Every professional, regardless of their position or stature, should go back to basics on a regular basis to ensure that bad habits have not been formed. In that vein, I cannot think of a better time to review a few basic fundamentals than as we approach the beginning of a new year. I have watched the undisciplined and casual choice of vocabulary cause even the savviest executives to lose productivity and leverage without even realizing it. The simple reality for leaders is that what you say and how you say it does in fact matter. In a previous post entitled “Vocabulary…It Does Matter” I address this subject in great detail. However, in today’s post, I want to get back to basics and focus on three words that can make a huge difference in not only boosting your personal productivity but also the productivity of your entire team

While I encourage you to follow your parent’s direction and always use “please” and “thank you” as they are greatly appreciated by all, these are not two of the words that I referenced above. Two of the words that I’ll share with you in the text that follows are not used nearly often enough, and the third word is used all too often and usually in an inappropriate manner. However, when used correctly these three words can make a dramatic difference in raising your productivity to new heights.

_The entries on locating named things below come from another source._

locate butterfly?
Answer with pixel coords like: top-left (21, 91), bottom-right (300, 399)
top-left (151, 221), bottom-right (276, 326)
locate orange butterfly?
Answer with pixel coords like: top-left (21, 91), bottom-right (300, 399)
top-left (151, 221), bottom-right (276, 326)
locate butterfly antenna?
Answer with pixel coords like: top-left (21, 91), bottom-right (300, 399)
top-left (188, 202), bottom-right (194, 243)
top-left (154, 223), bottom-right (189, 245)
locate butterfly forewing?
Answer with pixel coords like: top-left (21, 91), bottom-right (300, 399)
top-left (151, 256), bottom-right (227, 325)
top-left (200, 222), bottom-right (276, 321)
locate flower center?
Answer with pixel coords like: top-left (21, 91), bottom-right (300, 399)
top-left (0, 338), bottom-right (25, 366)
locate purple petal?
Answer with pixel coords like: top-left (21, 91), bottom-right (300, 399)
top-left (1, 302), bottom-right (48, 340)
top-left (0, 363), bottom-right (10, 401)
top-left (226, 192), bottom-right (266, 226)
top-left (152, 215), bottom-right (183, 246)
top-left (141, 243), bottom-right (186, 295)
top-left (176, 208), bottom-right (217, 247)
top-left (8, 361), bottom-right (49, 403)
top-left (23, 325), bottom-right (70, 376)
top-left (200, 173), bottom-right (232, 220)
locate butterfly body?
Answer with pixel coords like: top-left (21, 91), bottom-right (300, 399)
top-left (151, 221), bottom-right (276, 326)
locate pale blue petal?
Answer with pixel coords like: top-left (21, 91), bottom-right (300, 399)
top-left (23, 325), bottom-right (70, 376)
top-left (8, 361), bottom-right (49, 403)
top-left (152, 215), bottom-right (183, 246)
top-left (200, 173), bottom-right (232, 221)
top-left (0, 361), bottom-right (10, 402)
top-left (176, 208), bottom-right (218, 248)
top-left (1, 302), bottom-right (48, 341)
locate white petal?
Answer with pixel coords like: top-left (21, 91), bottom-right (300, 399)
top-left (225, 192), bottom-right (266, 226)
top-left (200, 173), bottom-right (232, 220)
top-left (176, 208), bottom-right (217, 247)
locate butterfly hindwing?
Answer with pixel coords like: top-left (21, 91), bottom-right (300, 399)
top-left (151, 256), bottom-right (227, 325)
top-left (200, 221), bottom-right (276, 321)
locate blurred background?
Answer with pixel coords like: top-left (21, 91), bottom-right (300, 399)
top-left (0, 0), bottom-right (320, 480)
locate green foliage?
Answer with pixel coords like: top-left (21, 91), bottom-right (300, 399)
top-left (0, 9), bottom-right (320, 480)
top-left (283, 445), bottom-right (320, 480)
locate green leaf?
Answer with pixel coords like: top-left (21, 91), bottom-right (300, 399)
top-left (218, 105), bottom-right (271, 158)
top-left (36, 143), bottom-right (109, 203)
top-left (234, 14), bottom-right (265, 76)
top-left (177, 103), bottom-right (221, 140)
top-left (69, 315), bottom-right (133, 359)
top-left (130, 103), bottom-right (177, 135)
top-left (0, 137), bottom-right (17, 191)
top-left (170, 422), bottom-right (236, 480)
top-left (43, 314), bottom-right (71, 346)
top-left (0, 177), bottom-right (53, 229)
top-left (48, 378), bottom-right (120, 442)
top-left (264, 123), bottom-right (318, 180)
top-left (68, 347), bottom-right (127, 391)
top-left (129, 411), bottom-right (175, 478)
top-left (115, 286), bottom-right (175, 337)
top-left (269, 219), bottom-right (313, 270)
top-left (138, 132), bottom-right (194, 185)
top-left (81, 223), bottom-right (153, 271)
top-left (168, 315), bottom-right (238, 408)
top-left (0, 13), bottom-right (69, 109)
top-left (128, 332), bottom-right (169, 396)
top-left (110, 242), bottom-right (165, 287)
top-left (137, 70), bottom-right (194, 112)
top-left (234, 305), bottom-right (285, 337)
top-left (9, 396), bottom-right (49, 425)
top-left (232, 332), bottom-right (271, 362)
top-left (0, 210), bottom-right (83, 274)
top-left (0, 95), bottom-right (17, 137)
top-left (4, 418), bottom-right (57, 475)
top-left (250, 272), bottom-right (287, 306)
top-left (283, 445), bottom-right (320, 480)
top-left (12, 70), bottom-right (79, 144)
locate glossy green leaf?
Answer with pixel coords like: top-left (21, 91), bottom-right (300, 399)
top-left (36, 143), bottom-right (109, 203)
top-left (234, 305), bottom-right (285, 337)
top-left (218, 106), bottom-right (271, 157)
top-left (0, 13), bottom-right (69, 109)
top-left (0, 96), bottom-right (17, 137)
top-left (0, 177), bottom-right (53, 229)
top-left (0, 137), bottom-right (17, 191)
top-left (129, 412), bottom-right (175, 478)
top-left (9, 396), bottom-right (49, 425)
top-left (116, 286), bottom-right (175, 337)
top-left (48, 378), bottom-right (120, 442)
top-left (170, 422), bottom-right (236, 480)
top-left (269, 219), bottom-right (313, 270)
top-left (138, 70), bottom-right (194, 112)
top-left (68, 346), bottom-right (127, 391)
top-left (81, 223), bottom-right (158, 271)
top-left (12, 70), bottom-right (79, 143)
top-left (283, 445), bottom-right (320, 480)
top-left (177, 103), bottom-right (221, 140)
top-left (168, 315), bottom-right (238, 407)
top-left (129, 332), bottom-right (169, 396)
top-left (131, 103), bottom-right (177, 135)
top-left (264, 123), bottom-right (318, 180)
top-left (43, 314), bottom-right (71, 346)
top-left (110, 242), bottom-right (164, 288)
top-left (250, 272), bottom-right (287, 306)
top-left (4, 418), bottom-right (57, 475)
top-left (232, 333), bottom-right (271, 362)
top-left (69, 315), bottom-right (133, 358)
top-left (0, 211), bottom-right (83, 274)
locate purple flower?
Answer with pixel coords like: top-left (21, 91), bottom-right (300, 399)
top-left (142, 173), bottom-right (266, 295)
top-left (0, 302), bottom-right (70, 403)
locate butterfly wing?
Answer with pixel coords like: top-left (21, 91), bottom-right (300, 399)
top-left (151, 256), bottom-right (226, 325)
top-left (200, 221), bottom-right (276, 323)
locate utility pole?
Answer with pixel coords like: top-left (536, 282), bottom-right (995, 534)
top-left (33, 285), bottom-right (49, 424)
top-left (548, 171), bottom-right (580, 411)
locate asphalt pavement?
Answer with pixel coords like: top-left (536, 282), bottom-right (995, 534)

Let’s start with the word that is quite literally a two-edged sword. Used correctly the word “yes” can enable great things to happen. As an enabling word “yes” is a catalyzing and driving vocabulary item that sets things in motion. However the inappropriate use of the word “yes” will sink your boat faster than any other 3 letter word in the English language. The incorrect use of the word “yes” overextends, over commits, causes a lack of focus, launches failed initiatives, wastes resources and causes any number of other problematic situations.

The key to the proper use of the word “yes” is to use wisdom and discernment in its application. Don’t just say yes because you can, but rather evaluate the chain of events set into motion by a yes answer and determine whether or not an affirmative response will cause more harm than good. I have always prided myself on trying to find ways to say “yes” in a manner that moves things forward in a productive fashion. This means I actually think about the consequences of what I say before I say it. If my analyses leads me to believe that a “yes” will create more harm than good that 3 letter word simply won’t pass through my lips.

Let’s turn our attention to the word that will help you clear the decks to focus on the highest and best use activities. The word is “no”… Most achievement-oriented professionals want to take on the world and as such have a propensity to bite-off more than they can chew. Being over-committed will suck the life out of those who possess even the greatest amounts of energy.

Saying “no” doesn’t come easy to many as it is counter-intuitive to wanting to help others succeed. The fact is that by saying “no” more often you’ll help others develop their skill sets faster by not being overly dependent upon your expertise. It is critical to remember that by solving other’s problems or fixing their mistakes you are neither being productive or a good leader. When someone asks you to bail them out you should tell them that you would be happy to support them by coaching them through the issue, but that they’ll have to resolve it on their own accord. This is leading by mentoring and educating not by being a doormat. Try this…the next time someone asks you for a “yes” answer that you’re disinclined to give say: “that’s an interesting idea, what other options have you considered and what are the pros and cons of each?” This question gives someone the chance to refine their thinking with the possibility of still receiving a “yes” answer to their request.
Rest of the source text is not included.